No one requested it, he said, but someone should have been asking for more help, for the need to strengthen the division’s field work was clear. The Gazette’s review of some 2,000 inspection reports statewide found that between 2005 and 2014, attempts to perform unannounced funeral home inspections (many of which were not carried out, due to businesses being closed due to funerals or family meetings) fell to a paltry 35 in 2010, from a previous yearly average of about 250. It rose the next year to 93 attempted inspections, then to 164 in 2012, before falling again to 140 in 2013. A concerted effort to restore the legitimacy of these inspections, after the Ryder problem was discovered, lifted the number of attempted inspections last year to 286.

In the early 2000s, when most funeral home inspections were being handled by a former DPL employee, John Bresnahan, that work turned up as many as 20 violations a year, a figure that fell to a maximum of three in the years 2009 to 2013, after Bresnahan moved to another job and the rigor he was credited with bringing to his assignment disappeared.

In the Ryder case, an inspection just months before the business imploded failed to verify the status and integrity of the home’s pre-need contracts with customers. When asked to explain why an inspection report was blank on that subject, the DPL could not provide an answer. It missed a warning flag of mounting troubles.

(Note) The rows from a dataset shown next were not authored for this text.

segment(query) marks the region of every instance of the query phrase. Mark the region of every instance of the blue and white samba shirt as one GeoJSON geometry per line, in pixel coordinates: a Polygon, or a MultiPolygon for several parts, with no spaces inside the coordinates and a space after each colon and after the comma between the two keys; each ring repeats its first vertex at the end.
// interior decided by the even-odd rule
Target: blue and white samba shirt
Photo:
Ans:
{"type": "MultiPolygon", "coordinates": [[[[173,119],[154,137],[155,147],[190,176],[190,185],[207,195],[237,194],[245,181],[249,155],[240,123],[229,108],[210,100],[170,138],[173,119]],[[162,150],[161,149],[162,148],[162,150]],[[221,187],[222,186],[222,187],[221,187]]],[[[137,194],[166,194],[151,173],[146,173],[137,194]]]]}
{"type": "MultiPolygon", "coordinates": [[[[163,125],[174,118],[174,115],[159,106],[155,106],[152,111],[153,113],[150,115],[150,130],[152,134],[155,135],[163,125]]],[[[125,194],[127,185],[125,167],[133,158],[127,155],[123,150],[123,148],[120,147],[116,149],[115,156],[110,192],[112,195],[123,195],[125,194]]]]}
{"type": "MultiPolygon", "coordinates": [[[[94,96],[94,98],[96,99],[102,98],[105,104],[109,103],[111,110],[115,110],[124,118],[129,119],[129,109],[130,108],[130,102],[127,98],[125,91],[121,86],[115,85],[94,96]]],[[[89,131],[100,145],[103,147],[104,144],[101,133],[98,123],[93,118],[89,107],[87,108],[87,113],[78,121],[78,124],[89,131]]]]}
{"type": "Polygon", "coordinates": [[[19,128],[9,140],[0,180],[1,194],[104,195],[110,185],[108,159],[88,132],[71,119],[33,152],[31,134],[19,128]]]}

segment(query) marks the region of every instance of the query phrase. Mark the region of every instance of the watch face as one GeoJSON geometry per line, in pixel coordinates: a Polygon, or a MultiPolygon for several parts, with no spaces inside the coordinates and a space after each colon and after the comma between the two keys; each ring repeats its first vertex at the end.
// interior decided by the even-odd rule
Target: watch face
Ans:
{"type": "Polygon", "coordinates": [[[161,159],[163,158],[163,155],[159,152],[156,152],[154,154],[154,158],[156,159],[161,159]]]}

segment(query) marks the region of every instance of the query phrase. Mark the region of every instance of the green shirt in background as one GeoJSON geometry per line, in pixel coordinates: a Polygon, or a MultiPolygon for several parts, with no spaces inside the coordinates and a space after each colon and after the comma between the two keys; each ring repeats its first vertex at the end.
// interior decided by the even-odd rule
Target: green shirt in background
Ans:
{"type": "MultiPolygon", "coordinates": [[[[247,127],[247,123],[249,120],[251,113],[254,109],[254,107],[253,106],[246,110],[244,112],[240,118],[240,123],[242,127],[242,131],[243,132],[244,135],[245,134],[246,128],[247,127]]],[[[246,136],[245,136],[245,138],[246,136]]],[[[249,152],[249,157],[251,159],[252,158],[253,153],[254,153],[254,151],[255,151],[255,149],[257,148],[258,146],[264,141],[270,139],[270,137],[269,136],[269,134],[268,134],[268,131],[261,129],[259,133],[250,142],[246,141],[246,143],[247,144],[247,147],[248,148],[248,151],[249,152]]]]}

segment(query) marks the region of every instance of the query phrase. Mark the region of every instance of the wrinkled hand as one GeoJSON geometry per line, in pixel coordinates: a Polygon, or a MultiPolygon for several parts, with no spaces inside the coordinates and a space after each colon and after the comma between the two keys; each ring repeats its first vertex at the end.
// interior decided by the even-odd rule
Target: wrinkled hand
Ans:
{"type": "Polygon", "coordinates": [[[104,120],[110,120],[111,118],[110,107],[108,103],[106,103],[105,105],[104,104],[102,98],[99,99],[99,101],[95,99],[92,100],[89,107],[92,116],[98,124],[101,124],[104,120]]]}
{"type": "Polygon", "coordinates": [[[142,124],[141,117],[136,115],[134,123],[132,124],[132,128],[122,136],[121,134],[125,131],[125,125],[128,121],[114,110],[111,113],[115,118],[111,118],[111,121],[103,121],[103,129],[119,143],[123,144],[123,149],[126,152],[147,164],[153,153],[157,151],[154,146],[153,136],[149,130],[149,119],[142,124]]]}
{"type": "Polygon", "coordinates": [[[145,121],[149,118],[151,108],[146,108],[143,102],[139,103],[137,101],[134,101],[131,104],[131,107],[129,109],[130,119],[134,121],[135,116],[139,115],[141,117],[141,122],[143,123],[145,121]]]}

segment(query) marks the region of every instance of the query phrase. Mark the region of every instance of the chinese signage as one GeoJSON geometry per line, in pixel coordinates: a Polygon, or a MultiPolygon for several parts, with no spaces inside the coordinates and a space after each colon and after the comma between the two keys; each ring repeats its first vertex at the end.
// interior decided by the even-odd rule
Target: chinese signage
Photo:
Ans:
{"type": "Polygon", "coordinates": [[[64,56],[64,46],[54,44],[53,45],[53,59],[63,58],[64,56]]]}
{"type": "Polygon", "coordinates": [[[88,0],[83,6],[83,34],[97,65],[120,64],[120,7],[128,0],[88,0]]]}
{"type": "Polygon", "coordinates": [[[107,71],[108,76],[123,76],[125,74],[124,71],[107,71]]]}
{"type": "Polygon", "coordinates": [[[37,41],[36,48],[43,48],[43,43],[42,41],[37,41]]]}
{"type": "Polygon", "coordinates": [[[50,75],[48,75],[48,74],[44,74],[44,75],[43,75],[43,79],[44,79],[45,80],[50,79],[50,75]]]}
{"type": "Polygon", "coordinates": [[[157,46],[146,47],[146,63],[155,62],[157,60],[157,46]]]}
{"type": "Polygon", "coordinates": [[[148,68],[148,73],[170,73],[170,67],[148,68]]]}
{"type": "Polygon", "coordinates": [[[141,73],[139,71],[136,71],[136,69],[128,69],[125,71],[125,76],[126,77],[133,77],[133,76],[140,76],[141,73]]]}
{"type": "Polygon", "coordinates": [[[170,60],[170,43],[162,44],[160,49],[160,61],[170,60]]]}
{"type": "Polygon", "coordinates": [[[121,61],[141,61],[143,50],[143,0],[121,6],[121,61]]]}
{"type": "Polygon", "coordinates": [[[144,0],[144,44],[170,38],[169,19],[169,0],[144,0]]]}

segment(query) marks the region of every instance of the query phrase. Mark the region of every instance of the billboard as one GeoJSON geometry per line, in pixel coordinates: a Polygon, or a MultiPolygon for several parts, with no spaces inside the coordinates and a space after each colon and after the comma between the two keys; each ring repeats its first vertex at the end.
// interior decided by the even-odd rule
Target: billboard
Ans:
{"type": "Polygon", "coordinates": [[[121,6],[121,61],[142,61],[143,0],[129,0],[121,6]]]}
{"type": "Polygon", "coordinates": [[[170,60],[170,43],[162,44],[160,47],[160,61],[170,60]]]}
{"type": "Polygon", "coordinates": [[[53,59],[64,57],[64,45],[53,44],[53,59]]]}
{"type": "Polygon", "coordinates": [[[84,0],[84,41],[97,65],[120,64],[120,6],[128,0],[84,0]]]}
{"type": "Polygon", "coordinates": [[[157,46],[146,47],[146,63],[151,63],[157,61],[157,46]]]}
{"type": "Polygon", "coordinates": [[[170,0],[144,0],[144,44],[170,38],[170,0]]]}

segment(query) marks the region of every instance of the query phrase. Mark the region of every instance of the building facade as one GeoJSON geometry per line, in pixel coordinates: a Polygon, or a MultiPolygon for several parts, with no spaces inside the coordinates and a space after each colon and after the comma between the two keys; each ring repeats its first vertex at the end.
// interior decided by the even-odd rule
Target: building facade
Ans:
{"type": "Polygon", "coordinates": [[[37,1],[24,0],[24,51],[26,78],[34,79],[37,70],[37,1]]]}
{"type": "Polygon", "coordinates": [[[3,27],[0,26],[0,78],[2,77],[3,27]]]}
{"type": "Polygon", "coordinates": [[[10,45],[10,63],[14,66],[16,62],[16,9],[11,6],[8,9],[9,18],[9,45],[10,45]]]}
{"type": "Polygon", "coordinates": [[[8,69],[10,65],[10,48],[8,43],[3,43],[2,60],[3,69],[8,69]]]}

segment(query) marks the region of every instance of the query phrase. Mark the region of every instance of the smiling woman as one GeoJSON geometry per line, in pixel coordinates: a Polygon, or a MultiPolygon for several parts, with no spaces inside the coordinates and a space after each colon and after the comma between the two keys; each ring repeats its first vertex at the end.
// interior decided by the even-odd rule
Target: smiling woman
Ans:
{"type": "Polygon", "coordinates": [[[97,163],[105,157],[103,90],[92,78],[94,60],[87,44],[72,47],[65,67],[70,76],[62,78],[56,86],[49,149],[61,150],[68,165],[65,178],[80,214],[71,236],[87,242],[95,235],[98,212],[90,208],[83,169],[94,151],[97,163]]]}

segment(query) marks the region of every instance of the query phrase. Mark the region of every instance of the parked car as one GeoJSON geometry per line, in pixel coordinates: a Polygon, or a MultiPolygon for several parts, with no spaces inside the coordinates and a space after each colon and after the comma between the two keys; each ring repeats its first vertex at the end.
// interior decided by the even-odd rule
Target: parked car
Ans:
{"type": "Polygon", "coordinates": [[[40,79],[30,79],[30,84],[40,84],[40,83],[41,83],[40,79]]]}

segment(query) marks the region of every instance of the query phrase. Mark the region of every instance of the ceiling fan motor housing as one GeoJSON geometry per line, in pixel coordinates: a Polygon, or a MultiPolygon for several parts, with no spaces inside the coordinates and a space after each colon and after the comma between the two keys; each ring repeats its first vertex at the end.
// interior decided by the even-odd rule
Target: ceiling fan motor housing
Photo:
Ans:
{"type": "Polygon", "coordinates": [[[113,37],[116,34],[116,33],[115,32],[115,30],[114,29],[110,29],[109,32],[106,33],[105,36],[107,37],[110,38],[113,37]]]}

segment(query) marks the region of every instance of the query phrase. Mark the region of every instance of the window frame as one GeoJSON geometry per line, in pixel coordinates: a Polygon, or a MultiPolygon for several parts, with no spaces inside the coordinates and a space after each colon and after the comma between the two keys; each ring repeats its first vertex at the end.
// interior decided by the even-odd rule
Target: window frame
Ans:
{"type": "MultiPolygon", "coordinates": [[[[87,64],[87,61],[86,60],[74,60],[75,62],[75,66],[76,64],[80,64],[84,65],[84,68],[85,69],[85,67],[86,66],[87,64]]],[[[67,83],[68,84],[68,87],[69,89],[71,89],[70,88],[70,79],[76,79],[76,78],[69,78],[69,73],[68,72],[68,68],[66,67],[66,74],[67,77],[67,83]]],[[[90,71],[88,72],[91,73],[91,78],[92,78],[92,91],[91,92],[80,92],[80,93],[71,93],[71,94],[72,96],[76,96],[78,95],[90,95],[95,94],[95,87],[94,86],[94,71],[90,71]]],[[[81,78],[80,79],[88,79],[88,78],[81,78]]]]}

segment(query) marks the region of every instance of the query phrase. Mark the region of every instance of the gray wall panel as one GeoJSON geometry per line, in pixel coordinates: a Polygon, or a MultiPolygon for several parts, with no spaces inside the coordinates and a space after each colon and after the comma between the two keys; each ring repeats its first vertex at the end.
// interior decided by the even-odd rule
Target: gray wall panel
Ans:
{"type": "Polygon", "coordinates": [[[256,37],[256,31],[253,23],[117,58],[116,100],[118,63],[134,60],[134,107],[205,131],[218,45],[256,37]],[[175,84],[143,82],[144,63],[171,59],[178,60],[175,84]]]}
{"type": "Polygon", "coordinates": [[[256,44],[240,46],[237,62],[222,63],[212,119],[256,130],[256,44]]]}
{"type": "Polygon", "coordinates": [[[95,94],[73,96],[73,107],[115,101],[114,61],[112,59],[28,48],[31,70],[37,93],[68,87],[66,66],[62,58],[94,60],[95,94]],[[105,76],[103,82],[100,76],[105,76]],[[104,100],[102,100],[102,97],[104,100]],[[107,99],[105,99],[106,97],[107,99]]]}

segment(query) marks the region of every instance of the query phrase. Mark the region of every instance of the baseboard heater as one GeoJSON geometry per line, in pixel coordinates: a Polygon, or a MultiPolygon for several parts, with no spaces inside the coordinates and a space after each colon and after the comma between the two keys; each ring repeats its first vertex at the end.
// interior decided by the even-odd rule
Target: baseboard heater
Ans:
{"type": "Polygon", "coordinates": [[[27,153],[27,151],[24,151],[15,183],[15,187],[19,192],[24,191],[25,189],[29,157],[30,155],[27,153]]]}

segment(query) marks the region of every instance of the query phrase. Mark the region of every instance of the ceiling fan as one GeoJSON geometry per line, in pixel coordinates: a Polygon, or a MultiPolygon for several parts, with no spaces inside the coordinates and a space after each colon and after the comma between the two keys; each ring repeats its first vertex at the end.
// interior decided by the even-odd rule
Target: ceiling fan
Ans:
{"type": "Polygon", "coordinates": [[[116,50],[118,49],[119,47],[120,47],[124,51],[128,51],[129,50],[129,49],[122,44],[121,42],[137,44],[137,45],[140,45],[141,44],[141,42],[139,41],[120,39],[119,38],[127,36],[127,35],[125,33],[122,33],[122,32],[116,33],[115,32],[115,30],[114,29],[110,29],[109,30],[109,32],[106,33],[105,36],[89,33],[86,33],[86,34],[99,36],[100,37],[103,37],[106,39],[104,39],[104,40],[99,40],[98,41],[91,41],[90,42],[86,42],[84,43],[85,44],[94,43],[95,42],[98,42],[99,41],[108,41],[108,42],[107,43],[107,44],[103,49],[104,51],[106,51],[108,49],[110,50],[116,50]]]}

This is not the time for less regulation of the funeral industry. Borstel, the DPL’s chief, must be held to the commitment he made in an interview with the Gazette to inspect all state funeral homes within 18 months. For that to be achieved, the agency must inspect an average of 30 homes a month, or about one and a half every work day.

Last year’s record of 286 attempted inspections would have produced about 214 actual inspections, since one in four never takes place. That breaks down to an average of 17.8 a month, or fewer than one a day — falling short of Bostel’s goal. Clearly, he needs more inspectors to do the job.

State law does not specify how often funeral homes must be inspected and that contributes to this problem. The Board of Registration in Embalming and Funeral Directing should insist on regular inspections.

At the same time, the Legislature should look into other steps to protect consumers. A key one, advanced by Worcester funeral director, is to bar funeral home operators from accepting money paid directly to them for future services.

Though the state has stepped up its review of financial documents during unannounced inspections, only two files are chosen at random to be checked, inspectors are not accountants and anyone at a funeral home who wishes to conceal fraud can withhold the files.

Consumers must enter into these contracts carefully and demand documentation showing that their advance payments have been invested in trust accounts or insurance policies. They may sorely wish to put the matter of a loved one’s funeral arrangements, or their own, in someone else’s hands. In most cases, that trust is upheld. When it isn’t, the costs, and heartache, can be immense.